Keywords: reasoning, uncertainty, generation, branching, entropy, efficiency
TL;DR: The paper introduces EAGER, a decoding method for reasoning language models that uses token-level uncertainty to allocate computation more efficiently, reducing redundancy and improving the balance between performance and efficiency.
Abstract: With the rise of reasoning language models and test-time scaling methods as a paradigm for improving model performance, substantial computation is often required to generate multiple candidate sequences from the same prompt. This enables exploration of different reasoning paths toward the correct solution, however, allocates the same compute budget for each prompt.
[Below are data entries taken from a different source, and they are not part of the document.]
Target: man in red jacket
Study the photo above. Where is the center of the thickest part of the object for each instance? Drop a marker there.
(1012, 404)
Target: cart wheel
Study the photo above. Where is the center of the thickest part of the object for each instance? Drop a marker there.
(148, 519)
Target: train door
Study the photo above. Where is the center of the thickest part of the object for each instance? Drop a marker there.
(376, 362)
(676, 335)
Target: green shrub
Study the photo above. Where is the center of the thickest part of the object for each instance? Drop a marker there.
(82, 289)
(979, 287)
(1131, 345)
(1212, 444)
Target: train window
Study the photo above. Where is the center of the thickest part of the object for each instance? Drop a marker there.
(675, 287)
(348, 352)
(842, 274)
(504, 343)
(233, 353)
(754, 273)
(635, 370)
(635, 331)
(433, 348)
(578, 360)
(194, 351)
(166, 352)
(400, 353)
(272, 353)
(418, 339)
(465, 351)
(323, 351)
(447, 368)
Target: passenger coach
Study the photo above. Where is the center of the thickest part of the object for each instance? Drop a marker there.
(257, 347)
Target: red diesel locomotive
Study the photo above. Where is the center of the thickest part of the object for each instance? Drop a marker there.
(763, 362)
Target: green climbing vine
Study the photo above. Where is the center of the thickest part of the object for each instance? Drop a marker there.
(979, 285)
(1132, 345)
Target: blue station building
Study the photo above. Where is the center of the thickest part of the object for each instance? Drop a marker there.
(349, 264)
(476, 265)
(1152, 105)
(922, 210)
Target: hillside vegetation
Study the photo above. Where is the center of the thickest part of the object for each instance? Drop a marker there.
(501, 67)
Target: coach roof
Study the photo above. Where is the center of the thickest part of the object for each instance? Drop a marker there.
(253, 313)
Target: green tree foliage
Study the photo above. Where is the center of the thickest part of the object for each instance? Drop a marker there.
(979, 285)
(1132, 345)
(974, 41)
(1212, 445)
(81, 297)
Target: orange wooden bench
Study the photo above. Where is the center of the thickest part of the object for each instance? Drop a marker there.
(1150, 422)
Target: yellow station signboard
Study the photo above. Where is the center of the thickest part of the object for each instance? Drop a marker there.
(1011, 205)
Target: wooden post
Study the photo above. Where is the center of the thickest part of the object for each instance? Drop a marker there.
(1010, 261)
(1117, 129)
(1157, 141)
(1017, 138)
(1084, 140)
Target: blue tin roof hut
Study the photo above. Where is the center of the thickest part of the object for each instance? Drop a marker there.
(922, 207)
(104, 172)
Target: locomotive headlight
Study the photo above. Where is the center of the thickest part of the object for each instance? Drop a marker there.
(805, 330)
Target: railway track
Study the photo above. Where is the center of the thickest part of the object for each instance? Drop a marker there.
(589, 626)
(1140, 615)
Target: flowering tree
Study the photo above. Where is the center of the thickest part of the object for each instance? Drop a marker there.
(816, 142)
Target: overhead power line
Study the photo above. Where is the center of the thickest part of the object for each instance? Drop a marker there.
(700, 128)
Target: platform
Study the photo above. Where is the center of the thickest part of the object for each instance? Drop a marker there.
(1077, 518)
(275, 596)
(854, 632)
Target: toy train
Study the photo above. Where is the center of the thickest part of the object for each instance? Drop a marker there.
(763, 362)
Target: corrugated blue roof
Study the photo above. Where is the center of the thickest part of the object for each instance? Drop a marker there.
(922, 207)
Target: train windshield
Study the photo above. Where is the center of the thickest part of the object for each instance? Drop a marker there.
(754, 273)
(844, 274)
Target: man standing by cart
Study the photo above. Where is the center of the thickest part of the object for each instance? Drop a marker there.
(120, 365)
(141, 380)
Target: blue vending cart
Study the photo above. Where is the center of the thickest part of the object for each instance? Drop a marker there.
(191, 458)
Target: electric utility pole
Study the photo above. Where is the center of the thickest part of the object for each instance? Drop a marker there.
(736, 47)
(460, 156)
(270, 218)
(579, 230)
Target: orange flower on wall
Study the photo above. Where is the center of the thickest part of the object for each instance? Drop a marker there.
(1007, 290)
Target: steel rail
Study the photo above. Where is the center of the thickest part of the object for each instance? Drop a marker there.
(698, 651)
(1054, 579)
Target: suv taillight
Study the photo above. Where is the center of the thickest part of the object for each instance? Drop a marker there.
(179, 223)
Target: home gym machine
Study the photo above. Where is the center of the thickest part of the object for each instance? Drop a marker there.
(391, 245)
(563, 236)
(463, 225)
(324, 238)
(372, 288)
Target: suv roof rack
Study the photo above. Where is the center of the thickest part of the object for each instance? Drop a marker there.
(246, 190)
Grounded on the assumption that different prompts carry different degrees of complexity, and thus different computation needs, we propose EAGer, a training-free generation method that leverages model uncertainty through token-wise entropy distribution to reduce redundant computation and concurrently improve overall performance.
EAGer allows branching to multiple reasoning paths only in the presence of high-entropy tokens, and then reallocates the saved compute budget to the instances where exploration of alternative paths is most needed.
We find that across multiple open-source models on complex reasoning benchmarks such as AIME 2025, while EAGer generates up to 65\% fewer tokens (hence saving the compute), it achieves up to 27% improvement in the Pass@1 compared to the Full Parallel sampling.
Our results show that EAGer consistently maximizes the efficiency-performance trade-off by enabling dynamic control over computation expenditure.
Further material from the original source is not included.